As usual, they get up before dawn and, one by one, place their cans in a neat row at the base of the water pump, ready for another long day of waiting and carrying.
For the water carriers of Antananarivo, the capital of Madagascar, distributing water is a daily physical struggle that has been worsened by regional drought and climate change.
“Today I arrived here at 5:00 am. It is now 8:30 am and I have only been able to fill two cans,” Olivia Hanitriniaina Razafinirina, 24, told AFP, ahead of World Water Day on Wednesday.
“Water is life. People need water every day, if there is none everyone suffers.”
For the last 10 years, Razafinirina has been heaving water through the slums of the city.
Across the poverty-stricken and undeveloped island of Madagascar, drinking tap water at home is a luxury only few can afford.
After a long wait, Razafinirina fills her two 20-litre (five-US gallon) cans at the unreliable water pump and descends into the maze of cobbled streets of the Andranomanalina Isotry district of the city.
Carrying the heavy cans, she delivers them to shops, businesses and homes.
Some days she will make 20 trips to the public pump and back — carrying a total of 800 litres of water, and leaving her no time to linger with her customers before rushing back to join the long line.
On a good day, Razafinirina will earn just about $1.20 (1.30 euro) in local currency.
“It just allows me to buy something to eat, some rice to cook. There is no other work,” she said.
Despite such dire pay, water carriers play a crucial role in Madagascar.
“Only 10 percent of households have a water supply in their house,” said senior district official Jean Marc Randriamanga.
“Everyone else must get their water from the pump because there are no wells here.”
Even at the pump, a small fee must be paid for water, further weighing on the scant resources of local people.
“The price is still expensive, considering the purchasing power of people here,” said Randriamanga.
The money goes to the Madagascan utilities company and the local water association, which are jointly responsible for maintaining the supply network and each pump.
“In total, 134 people use this connection,” said Sabine Raharimalala, head of the local Tsimialonjafy water users association.
Despite the pumps and the daily exertions of the water carriers, Madagascar is one of the world’s worst countries for rural access to clean water.

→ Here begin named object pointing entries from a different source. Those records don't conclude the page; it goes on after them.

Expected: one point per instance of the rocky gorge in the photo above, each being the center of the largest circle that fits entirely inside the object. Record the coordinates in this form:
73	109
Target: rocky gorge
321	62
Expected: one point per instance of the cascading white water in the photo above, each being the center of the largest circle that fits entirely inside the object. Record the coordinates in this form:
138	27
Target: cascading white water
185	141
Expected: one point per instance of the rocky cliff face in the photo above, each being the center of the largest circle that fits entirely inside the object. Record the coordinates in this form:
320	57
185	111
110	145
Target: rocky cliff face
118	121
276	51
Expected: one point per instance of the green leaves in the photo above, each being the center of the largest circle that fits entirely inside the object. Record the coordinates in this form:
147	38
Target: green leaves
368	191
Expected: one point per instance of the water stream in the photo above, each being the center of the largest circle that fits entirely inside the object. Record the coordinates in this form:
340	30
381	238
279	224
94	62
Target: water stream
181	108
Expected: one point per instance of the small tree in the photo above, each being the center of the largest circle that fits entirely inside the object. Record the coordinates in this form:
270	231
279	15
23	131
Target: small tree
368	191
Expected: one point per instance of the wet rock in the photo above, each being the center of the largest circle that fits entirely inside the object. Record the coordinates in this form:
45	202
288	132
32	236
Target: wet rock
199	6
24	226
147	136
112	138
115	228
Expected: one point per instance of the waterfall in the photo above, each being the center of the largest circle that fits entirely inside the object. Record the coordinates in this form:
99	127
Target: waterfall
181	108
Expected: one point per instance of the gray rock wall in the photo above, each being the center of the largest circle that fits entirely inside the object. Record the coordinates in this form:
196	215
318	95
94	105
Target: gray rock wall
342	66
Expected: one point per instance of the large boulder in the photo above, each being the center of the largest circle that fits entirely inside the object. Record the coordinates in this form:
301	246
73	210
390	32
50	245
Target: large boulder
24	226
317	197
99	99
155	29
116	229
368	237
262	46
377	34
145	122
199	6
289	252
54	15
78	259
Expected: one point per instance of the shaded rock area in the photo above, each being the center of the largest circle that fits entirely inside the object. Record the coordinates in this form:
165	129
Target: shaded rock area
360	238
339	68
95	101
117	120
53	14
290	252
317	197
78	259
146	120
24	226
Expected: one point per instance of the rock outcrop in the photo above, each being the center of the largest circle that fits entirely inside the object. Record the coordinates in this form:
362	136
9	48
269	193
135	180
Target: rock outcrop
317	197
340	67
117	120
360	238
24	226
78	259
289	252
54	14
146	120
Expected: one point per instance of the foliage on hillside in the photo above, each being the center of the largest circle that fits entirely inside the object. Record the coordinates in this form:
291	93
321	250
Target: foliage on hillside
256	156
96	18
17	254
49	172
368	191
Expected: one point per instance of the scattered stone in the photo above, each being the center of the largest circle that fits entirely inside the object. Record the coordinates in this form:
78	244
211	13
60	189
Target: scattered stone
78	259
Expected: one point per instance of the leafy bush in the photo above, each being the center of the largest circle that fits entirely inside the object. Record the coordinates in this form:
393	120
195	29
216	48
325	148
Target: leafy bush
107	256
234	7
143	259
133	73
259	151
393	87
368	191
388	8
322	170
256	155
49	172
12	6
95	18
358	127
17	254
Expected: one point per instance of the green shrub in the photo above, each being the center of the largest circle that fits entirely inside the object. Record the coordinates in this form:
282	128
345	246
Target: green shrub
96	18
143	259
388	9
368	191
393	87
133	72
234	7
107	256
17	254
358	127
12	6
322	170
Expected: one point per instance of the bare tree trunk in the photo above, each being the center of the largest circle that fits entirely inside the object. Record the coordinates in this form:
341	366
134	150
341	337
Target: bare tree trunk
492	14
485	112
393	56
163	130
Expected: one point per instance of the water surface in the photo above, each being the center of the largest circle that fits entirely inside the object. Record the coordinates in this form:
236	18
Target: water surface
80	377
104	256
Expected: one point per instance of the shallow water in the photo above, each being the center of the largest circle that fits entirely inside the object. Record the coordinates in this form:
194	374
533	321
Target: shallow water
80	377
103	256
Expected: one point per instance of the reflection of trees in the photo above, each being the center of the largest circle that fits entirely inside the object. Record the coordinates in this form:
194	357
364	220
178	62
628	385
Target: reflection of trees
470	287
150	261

A WaterAid report released to mark World Water Day said that Papua New Guinea, Madagascar and Mozambique are at the bottom of the table.
In Papua New Guinea, 67 percent of rural people live without access to clean water, in Madagascar it is 65 percent and Mozambique 63 percent.
All three are among the nations most vulnerable to climate change and that are least ready to adapt, the report said.
“It is largely due to lack of funding provided for the needs of drinking water,” WaterAid’s Lovy Rasolofomanana told AFP, saying about $9 million is spent each year when $200 million is required to achieve “universal access”.
“We lose 14,000 children each year to diarrhoea,” he said, revealing the grim toll of the island’s extreme poverty.
“Lack of water causes so much illness due to poor sanitation.”
Severe drought over recent years has also left Madagascar in a food crisis, with nearly a million people hungry and in urgent need of food aid in the south of the island alone, according to the World Food Programme.
Back at the water pump in Antananarivo, the flow slowed to a tickle as the supply network struggled to cope.
A can left in line at 10:00 am will not be full until 3:00 pm.